Edeka lehnt muslimische Schülerin ab @ shutterstock, bearbeitet by iQ.

Die Edeka-Filiale in Hamburg muss der abgelehnten muslimischen Schülerin Schadensersatz zahlen. Eigentlich wollte sich die 16-jährige Schülerin Miriam J. mit ihren zwei Freundinnen für eine Aushilfsstelle in einem Supermarkt in Hamburg bewerben. Mit der Aushilfsstelle in den Sommerferien wollte sich Miriam ihr Taschengeld aufbessern. Doch dazu kam es erstmal nicht, da der Marktleiter sie aufforderte ihr Kopftuch abzulegen.
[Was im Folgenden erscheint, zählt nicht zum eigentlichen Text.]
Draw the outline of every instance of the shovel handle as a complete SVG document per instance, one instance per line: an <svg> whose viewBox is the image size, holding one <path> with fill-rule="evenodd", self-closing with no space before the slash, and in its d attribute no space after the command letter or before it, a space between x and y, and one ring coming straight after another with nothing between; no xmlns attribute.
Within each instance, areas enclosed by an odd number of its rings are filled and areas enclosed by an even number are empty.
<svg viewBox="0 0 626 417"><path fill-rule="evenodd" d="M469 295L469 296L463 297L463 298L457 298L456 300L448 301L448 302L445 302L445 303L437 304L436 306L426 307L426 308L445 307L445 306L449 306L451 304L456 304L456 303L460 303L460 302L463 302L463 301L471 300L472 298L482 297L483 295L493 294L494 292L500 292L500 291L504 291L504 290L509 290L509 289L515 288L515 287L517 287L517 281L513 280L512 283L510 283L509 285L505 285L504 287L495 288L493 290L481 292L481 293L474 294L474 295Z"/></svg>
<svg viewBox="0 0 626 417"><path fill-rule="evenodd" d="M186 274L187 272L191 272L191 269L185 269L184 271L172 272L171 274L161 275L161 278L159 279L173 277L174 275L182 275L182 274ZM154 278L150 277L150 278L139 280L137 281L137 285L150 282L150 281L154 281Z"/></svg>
Miriam wollte gegen diese Diskriminierung juristisch vorgehen. Wie ihr Anwalt Yalçın Tekinoğlu auf Anfrage von IslamiQ mitteilte, haben sich die Parteien außergerichtlich geeinigt. Der Marktleiter und Edeka haben sich bei Miriam entschuldigt und die geforderte Entschädigung gezahlt. Über die Höhe wurden keine Angaben gemacht. Außerdem wurde dem Marktleiter die Verantwortung für die Filiale in Hamburg entzogen.

„Es freut uns, dass wir mit Edeka in diesem Fall eine außergerichtliche Einigung finden konnten“, sagt Rechtsanwalt Tekinoğlu. Der Fall sei relativ eindeutig gewesen. „Zumal, dass die Betroffene Miriam zwei Freundinnen dabei hatte und die Mitarbeiter vom Edeka hinter ihr standen, machte die Beweislage klar und eindeutig“, so Tekinoğlu weiter. Häufig sei das bei Bewerbungen nicht gegeben und daher schwierig nachzuweisen. „Dieser Fall zeigt, dass man gegenüber Rassismus und Diskriminierung nicht untätig bleiben sollte“, erklärt der Anwalt. Erfahrungsgemäß würden sehr viele Betroffene sich gegen Diskriminierung nicht zur Wehr setzen. „Der Fall habe gezeigt, dass es was bringt. Rassismus darf sich nicht lohnen.“

„Aber nicht in dem Alter, vielleicht mit 26“

„Ich hätte es mir nicht vorstellen, dass ich als 16-jährige Schülerin von einem Geschäftsführer aufgrund meines Kopftuchs fertig gemacht werde“, erklärt Miriam den Tränen nah in ihrem Video. „Aber er hat sich getraut. Das war für mich eine Realitätsklatsche, dass Rassismus existiert.“ Sie sei sich bewusst, dass sie aufgrund ihres Kopftuchs in ihrem späteren Leben diskriminiert werde oder Absagen erhalten werde. „Aber nicht in dem Alter, vielleicht mit 26“. Sie sei öfters diskriminiert worden, aber nie so direkt.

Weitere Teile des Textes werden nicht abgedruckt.